The PCC has a history of protesting government decisions it deems unsavory. According to interviews with prison guards in May, the PCC has successfully demanded better prison food, more familial visits and more television sets to watch the World Cup. But since the riots in May, the government has taken a harder line to try to gain greater control of an overcrowded state prison system populated by about 142,000 inmates.
According to prison outreach workers and law enforcement experts, the PCC attracts new members among inmates by giving them essentials -- such as toothbrushes, soap and food -- that the financially stressed government often does not provide. In exchange for the goods, the recruits pledge their loyalty to the gang.
On Wednesday, police stood guard outside public buildings and regularly stopped many of the city's formidable number of "motoboys" -- messengers who dart through Sao Paulo's clotted traffic. On one busy downtown street corner in late morning, a motoboy waited patiently while a police officer searched his canvas satchel and scanned his delivery invoice.
Despite such pockets of increased vigilance and the anxiety felt by people like Ferreira, daily life here has not changed significantly in recent days -- a marked contrast to May, when the attacks froze bus traffic and prompted many residents of South America's largest city to stay home from work.
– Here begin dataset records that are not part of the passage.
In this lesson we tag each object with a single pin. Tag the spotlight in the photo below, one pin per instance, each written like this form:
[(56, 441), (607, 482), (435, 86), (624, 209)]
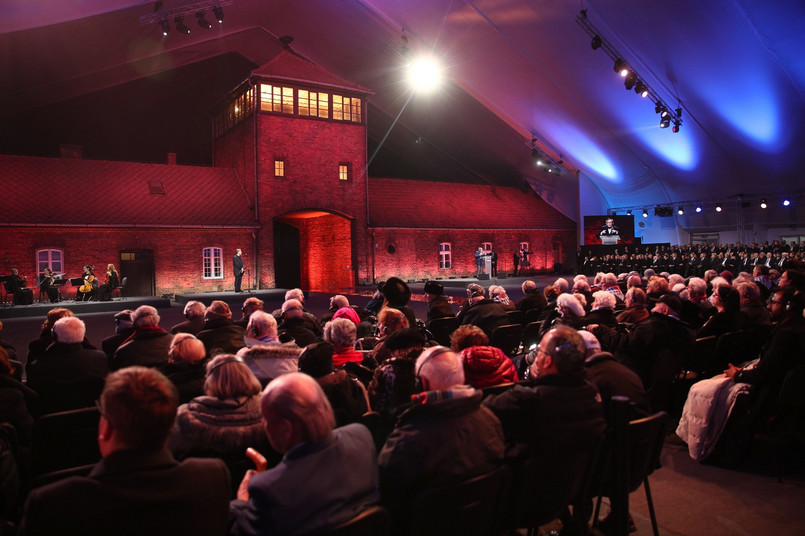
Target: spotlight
[(631, 79), (204, 23), (180, 27), (218, 11)]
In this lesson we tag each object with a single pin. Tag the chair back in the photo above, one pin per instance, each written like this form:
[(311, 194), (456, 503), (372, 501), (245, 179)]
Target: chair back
[(472, 507), (507, 338), (65, 439), (442, 328), (374, 521)]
Pedestrians still flooded the city streets Wednesday. They enjoyed unseasonably warm temperatures in the city's parks. They withdrew cash from ATMs, and they sipped cold beers at open-air, street-side bars.
José Bezerra da Silva, 56, was among those who kept to his routine Wednesday. As usual, he stood outside the Finance Ministry in a bright orange vest, leading pedestrians into waiting taxicabs. Like some others here, he said he suspected that politics has as much to do with the violence as the battle between the PCC and the government. He said he believed that common vandals blew out the glass doors, not hardened gang members.
"They link this to the PCC because the government doesn't want to take responsibility for controlling delinquency," said Bezerra da Silva, standing next to a wooden stool that he keeps chained and padlocked to a streetlight. "They blame the PCC, saying it's a huge problem they can't control, and they wash their hands of everything."